Fees collected for specific purposes will have a better chance of going to those intended uses if two bills that tentatively passed the House on Wednesday succeed in the Senate.
For more than a decade, lawmakers have allowed money to stockpile in dedicated revenue accounts, using the money to balance the budget instead of spending it on their intended purposes. Currently, about $4.8 billion is sitting in more than 200 dedicated revenue funds, according to estimates from the Texas comptroller's office. Gov. Rick Perry and legislative leaders have said reversing the accounting gimmick is a priority this session.
It is necessary to “wean ourselves off dedicated funds,” Otto said. The $800 million remaining would be used for the purposes for which those funds were collected, he said.
State Rep. David Simpson, R-Longview, called HB 6 a “wizard bill” and unsuccessfully proposed several amendments to ensure that funds in certain dedicated accounts would be used for the purposes they were collected for.
A second bill, House Bill 7, by Rep. Drew Darby, R-San Angelo, would modify several of the state's dedicated funds to slowly reduce the amount of money built up in the dedicated fund accounts by collecting fewer fees and spending more of what is collected.
In the case of the Systems Benefit Fund, which is fed by fees paid by millions of Texans on their utility bills, the rate of the fee would be reduced and phased out in 2023. The fund is designed to be used to help low-income Texans pay for electricity. Lawmakers have allowed the fund to build up an unspent balance of nearly $1 billion over the years.
"Today the House took a critical step toward making our budget more transparent and straightforward,” House Speaker Joe Straus said in a statement Wednesday. “I look forward to working with members of the House and Senate to ensure that this important legislation becomes law."

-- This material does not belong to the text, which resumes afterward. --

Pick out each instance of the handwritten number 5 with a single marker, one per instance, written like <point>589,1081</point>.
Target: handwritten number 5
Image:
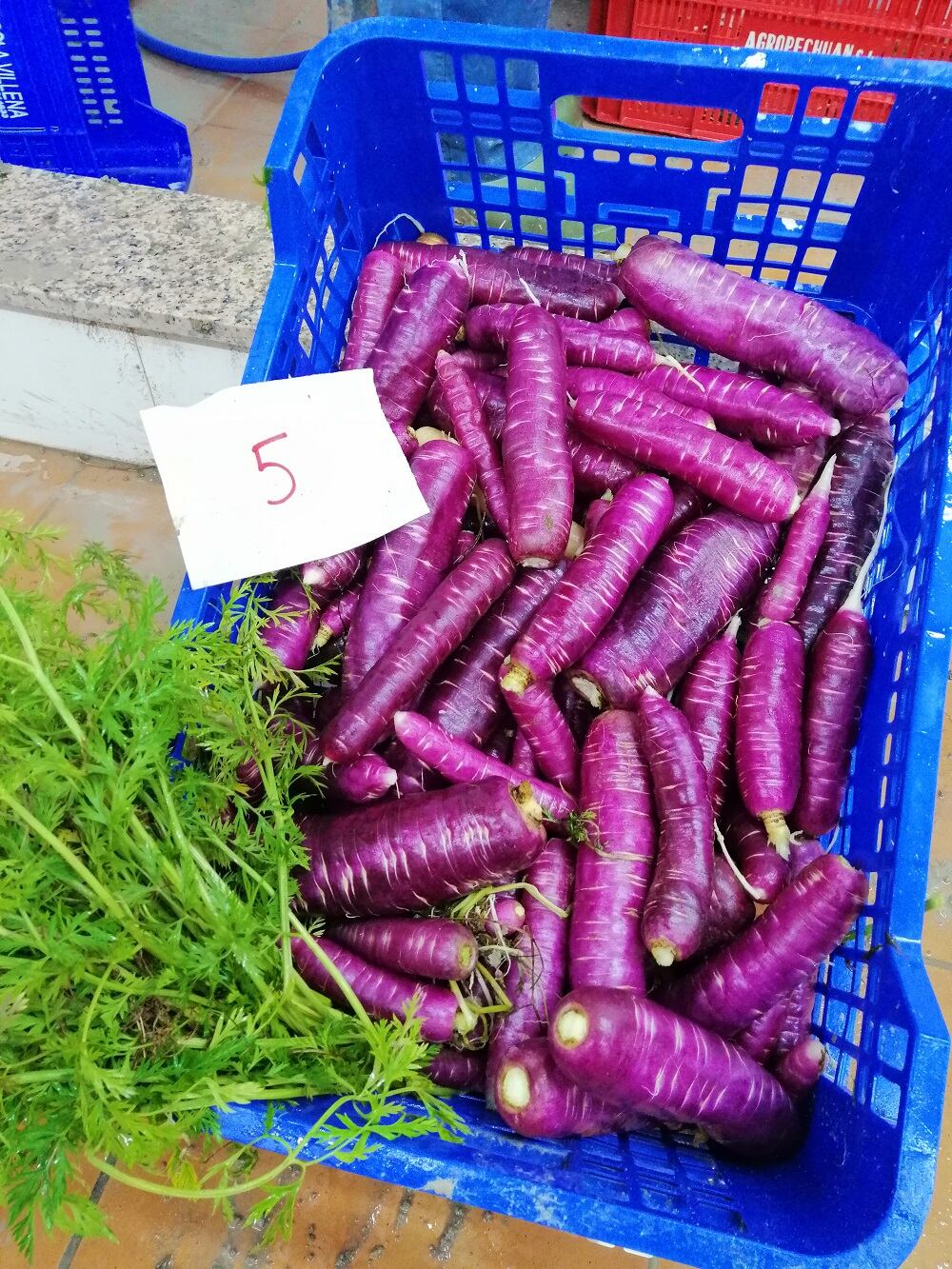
<point>263,465</point>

Rep. Phil King, R-Weatherford, added an amendment to HB 7 that would tighten the state's spending limit, a goal of conservative groups this session. The limit is currently based on an estimate of growth in Texans' personal income. It only applies to some parts of state spending and has become an issue in budget debates this session as lawmakers have enough revenue to easily exceed the limit.
Under King's amendment, the Legislative Budget Board would set the limit based on the lowest of three measurements: the growth in state personal income, the estimated revenue available that session or the estimated combined rates of population growth and inflation in the state.
Gov. Rick Perry and other Republican leaders have advocated for tightening the spending limit this session.